Die 17. Fürstenwalder Jazztage sind nun wieder Geschichte. Auch in diesem Jahr haben die Veranstalter vom Fürstenwalder Kulturverein e.V. mit seinem Jazzclub ein hochkarätiges und sehr abwechslungsreiches Programm zusammengestellt.

    Vom Start weg am 27.10. zum Jazz Band Ball waren die Besucher der Konzerte begeistert und entließen die Künstler erst nach einigen Zugaben. Joe’s Bigband feierte sein 25. Bühnenjubiläum, zu dem unser Bürgermeister die passenden Worte fand, bevor er mit seiner Partnerin dann den Tanz mit einem Walzer eröffnete.
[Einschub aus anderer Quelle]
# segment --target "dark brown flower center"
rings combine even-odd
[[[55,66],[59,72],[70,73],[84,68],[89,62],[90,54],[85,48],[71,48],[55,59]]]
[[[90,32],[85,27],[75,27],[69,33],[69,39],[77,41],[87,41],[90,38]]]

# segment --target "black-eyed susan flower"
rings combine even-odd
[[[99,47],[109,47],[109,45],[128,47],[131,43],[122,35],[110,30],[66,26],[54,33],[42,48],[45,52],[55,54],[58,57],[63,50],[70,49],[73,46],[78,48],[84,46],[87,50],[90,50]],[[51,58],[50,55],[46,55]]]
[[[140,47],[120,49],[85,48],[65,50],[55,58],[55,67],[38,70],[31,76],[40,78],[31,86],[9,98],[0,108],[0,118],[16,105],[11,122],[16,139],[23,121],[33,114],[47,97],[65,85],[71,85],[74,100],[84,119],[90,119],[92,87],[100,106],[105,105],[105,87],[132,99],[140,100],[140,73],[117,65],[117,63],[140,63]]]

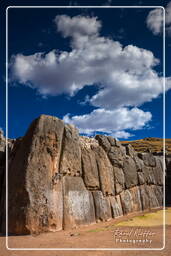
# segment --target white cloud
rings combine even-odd
[[[166,34],[171,35],[171,2],[165,8],[165,26]],[[161,34],[163,32],[163,9],[157,8],[149,12],[147,16],[147,27],[153,32],[154,35]]]
[[[102,131],[126,138],[131,135],[124,129],[141,129],[151,115],[135,107],[162,93],[162,78],[154,70],[159,60],[151,51],[100,36],[97,17],[58,15],[54,22],[64,38],[71,38],[71,50],[17,54],[11,59],[12,79],[42,96],[73,96],[86,85],[96,85],[99,91],[86,96],[86,103],[99,109],[65,120],[88,134]]]
[[[95,109],[90,114],[76,115],[70,117],[65,115],[63,120],[66,123],[74,124],[81,133],[92,135],[94,132],[112,134],[118,138],[127,138],[130,133],[125,129],[137,130],[151,120],[151,113],[144,112],[138,108],[119,108],[114,110]]]
[[[72,50],[17,54],[12,64],[14,79],[42,95],[73,96],[85,85],[98,84],[99,93],[90,102],[110,108],[137,106],[162,92],[161,78],[153,69],[159,61],[151,51],[133,45],[123,47],[100,37],[101,23],[96,17],[61,15],[55,22],[64,37],[71,37]]]
[[[72,47],[84,46],[89,39],[97,37],[101,22],[97,17],[57,15],[54,19],[57,31],[61,32],[63,37],[72,38]]]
    Ten Swinging Strings überzeugten genauso wie die Crazy Hambones, die mit fettem ehrlichem Blues das Publikum zu Beifallstürmen animierte. Als dann im Filmtheater Union am 09.11. die Kölner Jazzrock Band Jin Jim die Bühne betraten war es gefühlt ein wenig leer im Kino, was wohl im besonderen Datum begründet lag. Nachdem der Veranstalter in einem kurzen Gedenken an den 09.11.1938 aus dem Buch „Der Apfelbaum“ des Schauspielers Christian Berkel und aus der aktuellen Gedenkrede unseres Bundespräsidenten Frank-Walter Steinmeier zitierte, erlebten die ca. 70 Besucher ein musikalisches Feuerwerk das seines Gleichen sucht. Drei Rheinländer an Gitarre, Kontrabass und Schlagzeug und ein Peruaner an den Flöten überzeugten mit fast ausschließlich selbst geschriebenen Materials. Das Versprechen, des Veranstalters, dass die Jazztage noch nie so rockig waren ging voll auf. Nach dem Konzert hörte man von den Besuchern sehr oft sagen: „Einfach geil!“.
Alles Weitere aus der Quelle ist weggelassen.